It's not so much a language as it is a particular way of describing a set of problems. At the very basic level, your processor understands a simple set of instructions: Add, subtract, multiply, divide read from memory, write to memory, and basic truth equations (and, or, not). You use a programming language to write a more human-readable program that can be turned into instructions for a machine.
The most basic component of a program is an expression or a statement- a single instruction for the computer to execute. Beyond that, you have blocks- groups of expressions. From there, you get control flow- only do something if a certain condition is true, or keep doing it until something changes. We can divide our code into functions (similar to mathematical functions) that take inputs and return outputs, to allow us to re-use code.

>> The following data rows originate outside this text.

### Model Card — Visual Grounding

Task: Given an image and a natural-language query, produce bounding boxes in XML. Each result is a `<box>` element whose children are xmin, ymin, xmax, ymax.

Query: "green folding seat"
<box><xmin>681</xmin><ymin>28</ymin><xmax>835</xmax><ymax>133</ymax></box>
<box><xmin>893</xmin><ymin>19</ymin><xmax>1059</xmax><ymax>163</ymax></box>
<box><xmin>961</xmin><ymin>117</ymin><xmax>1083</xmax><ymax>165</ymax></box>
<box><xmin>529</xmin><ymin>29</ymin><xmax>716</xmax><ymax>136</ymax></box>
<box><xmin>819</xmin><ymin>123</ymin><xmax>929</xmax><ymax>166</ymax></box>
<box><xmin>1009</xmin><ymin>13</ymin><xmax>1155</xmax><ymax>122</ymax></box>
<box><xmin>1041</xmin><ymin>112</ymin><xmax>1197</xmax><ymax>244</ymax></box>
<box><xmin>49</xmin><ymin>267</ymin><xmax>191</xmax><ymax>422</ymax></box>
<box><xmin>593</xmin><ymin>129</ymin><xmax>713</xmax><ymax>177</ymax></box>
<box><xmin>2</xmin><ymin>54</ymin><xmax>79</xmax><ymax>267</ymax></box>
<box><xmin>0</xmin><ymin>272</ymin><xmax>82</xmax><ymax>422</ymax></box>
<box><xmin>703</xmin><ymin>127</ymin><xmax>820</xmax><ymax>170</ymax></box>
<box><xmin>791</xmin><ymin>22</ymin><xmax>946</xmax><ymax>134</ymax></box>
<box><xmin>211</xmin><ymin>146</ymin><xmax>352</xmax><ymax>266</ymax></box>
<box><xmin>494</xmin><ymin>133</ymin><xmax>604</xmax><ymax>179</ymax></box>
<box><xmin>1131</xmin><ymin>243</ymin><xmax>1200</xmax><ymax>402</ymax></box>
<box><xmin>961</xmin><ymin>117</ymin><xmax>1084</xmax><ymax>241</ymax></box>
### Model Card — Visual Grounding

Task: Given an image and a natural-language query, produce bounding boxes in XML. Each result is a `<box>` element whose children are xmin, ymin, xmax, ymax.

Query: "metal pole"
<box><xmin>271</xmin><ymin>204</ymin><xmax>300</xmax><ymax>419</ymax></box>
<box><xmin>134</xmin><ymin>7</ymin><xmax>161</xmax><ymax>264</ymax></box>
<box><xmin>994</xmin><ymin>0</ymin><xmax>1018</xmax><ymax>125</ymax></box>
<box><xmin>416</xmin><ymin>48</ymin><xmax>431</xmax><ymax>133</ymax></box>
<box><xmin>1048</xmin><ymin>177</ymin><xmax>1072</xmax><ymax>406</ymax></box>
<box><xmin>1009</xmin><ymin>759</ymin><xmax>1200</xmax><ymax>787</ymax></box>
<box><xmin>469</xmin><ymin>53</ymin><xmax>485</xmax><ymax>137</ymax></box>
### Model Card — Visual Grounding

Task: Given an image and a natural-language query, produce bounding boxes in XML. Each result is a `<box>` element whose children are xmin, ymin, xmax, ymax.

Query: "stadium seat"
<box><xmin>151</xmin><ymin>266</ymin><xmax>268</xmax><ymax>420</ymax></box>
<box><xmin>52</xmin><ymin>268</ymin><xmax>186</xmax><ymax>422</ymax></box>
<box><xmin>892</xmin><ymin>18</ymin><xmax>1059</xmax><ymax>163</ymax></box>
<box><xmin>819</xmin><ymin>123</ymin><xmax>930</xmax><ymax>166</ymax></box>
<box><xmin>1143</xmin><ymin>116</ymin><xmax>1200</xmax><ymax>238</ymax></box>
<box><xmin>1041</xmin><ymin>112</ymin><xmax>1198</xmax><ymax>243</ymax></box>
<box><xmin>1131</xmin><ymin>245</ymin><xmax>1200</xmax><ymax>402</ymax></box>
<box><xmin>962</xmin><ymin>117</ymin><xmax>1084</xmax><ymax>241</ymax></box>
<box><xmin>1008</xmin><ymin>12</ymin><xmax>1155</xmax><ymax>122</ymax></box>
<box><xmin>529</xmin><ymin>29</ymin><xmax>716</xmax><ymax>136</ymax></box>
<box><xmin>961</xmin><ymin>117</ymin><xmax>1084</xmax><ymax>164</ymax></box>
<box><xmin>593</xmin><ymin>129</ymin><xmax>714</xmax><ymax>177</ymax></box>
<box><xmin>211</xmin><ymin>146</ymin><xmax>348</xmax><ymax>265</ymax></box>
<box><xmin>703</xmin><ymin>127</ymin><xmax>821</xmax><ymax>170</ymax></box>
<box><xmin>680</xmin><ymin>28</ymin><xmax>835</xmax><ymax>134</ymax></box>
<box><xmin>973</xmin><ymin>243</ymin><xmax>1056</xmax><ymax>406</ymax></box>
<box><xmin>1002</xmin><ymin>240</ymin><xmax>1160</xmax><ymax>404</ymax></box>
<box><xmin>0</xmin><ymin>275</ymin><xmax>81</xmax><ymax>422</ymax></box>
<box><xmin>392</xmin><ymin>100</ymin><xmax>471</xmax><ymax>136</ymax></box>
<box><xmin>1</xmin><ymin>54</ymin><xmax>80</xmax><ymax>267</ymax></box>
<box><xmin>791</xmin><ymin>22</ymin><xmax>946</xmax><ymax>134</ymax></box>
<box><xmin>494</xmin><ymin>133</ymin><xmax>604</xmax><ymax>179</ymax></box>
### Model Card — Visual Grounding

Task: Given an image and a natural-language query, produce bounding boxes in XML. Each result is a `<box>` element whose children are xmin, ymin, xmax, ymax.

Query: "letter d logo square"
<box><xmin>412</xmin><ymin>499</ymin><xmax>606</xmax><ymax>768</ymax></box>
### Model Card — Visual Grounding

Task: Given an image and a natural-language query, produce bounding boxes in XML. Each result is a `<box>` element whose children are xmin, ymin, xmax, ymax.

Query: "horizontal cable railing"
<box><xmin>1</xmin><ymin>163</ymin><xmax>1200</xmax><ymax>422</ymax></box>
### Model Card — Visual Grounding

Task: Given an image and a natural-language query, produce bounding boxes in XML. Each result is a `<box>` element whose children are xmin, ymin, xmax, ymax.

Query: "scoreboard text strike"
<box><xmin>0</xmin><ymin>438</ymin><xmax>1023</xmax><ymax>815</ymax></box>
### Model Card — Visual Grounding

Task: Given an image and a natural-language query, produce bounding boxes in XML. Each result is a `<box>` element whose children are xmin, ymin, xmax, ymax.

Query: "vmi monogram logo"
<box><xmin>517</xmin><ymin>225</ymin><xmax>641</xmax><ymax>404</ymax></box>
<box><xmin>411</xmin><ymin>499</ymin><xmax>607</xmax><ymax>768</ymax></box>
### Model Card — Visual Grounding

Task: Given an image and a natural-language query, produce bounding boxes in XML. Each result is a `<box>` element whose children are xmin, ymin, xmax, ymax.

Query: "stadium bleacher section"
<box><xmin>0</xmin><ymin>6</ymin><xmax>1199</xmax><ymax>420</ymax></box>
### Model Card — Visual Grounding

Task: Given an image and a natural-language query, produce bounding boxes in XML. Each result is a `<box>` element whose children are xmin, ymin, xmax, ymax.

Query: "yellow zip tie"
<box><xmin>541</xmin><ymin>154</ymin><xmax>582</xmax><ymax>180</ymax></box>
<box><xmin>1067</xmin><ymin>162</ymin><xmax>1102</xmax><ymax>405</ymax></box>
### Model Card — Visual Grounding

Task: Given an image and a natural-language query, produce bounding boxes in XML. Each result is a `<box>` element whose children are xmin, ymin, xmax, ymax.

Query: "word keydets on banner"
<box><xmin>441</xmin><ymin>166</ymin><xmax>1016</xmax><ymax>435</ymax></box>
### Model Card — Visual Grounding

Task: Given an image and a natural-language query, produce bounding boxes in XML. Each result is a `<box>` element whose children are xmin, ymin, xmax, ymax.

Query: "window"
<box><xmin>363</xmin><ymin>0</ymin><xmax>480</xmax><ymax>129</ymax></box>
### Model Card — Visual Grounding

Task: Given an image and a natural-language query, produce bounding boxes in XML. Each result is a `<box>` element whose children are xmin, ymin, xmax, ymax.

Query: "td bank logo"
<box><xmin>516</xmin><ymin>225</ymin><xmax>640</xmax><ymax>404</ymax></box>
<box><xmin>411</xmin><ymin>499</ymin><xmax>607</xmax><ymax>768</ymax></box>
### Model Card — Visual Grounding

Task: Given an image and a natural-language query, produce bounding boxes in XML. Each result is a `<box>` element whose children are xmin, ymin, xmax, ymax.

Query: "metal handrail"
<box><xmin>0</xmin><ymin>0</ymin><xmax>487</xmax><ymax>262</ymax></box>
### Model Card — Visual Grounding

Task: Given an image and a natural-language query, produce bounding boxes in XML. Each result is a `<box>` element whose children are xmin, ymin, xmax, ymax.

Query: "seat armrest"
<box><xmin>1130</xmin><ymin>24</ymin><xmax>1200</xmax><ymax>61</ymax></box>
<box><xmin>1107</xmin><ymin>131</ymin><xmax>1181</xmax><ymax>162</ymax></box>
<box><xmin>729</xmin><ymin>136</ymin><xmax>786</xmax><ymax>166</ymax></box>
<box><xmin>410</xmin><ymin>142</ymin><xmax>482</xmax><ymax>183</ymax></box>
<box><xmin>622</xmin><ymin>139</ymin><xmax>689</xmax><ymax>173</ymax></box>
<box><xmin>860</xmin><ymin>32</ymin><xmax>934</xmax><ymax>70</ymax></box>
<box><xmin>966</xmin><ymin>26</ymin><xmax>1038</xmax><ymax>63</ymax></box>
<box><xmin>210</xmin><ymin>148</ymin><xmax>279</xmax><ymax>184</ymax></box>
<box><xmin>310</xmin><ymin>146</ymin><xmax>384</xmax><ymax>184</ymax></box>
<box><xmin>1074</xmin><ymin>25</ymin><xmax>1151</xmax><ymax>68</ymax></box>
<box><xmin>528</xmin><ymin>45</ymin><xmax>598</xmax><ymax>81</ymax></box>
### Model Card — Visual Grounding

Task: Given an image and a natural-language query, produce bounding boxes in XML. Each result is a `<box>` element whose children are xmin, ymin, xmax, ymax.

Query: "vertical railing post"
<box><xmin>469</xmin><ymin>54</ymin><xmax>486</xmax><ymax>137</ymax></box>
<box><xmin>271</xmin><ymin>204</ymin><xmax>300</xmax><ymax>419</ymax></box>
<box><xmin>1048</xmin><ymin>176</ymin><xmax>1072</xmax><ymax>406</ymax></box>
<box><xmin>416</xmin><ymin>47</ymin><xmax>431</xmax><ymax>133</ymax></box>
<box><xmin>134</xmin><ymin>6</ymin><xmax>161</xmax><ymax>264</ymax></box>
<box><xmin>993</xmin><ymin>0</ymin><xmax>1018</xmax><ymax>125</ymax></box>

To start a program, you need a main function This is a function that takes arguments from the command line (if you aren't using the command line, the arguments are empty) and starts everything up. In C++, you declare the main function like this:
int main(int argv, char** argc)
int means that the function returns an integer number when it's done. Typically, it will return 0 if everything went ok. It will return a non-zero number: that's the error code you get when a program crashes. "main" is the name of the function.
Then, you get to the function arguments. This function has two: int argv and char** argc. argv is just a number telling you how many arguments there are. argc is rather complicated to explain exactly what it means, but suffice to say, it is a list of arguments ("char" means character- each word is made up of a list of characters, and then you have a list of those lists of characters).
Inside the body, you can do other things:
----------
//by the way, this is a comment
//I'll use them to tell you what's going on
//This statement right here is a special instruction
//it allows us to link with other people's code.
//in this case, I'm using the Input/Output library that
//comes with C++
#include
//and now here's our function
//the curly brace, {, says to start a block
int main(int argc, char** argv) {
//This, by the way is a comment- it starts with
//two slashes
//and here we have basic math.
//we add 1 and 2 and store it in a
//variable called 3
//statements end in a semicolon
int three = 1 + 2;
//and now here we have a conditional
//we have to use two equals signs
// because one means assignment
//all blocks start with braces
if(three == 3) {
//This writes to the console,
std::cout << "Yay! We Know Math.";
} else {
//this only gets executed
//if the condition was wrong
std::cout << "Wow we suck";
}
}
Of course ,there's so much more you can do with programs, but this is just sort of a quick, simple program for you to see how it works.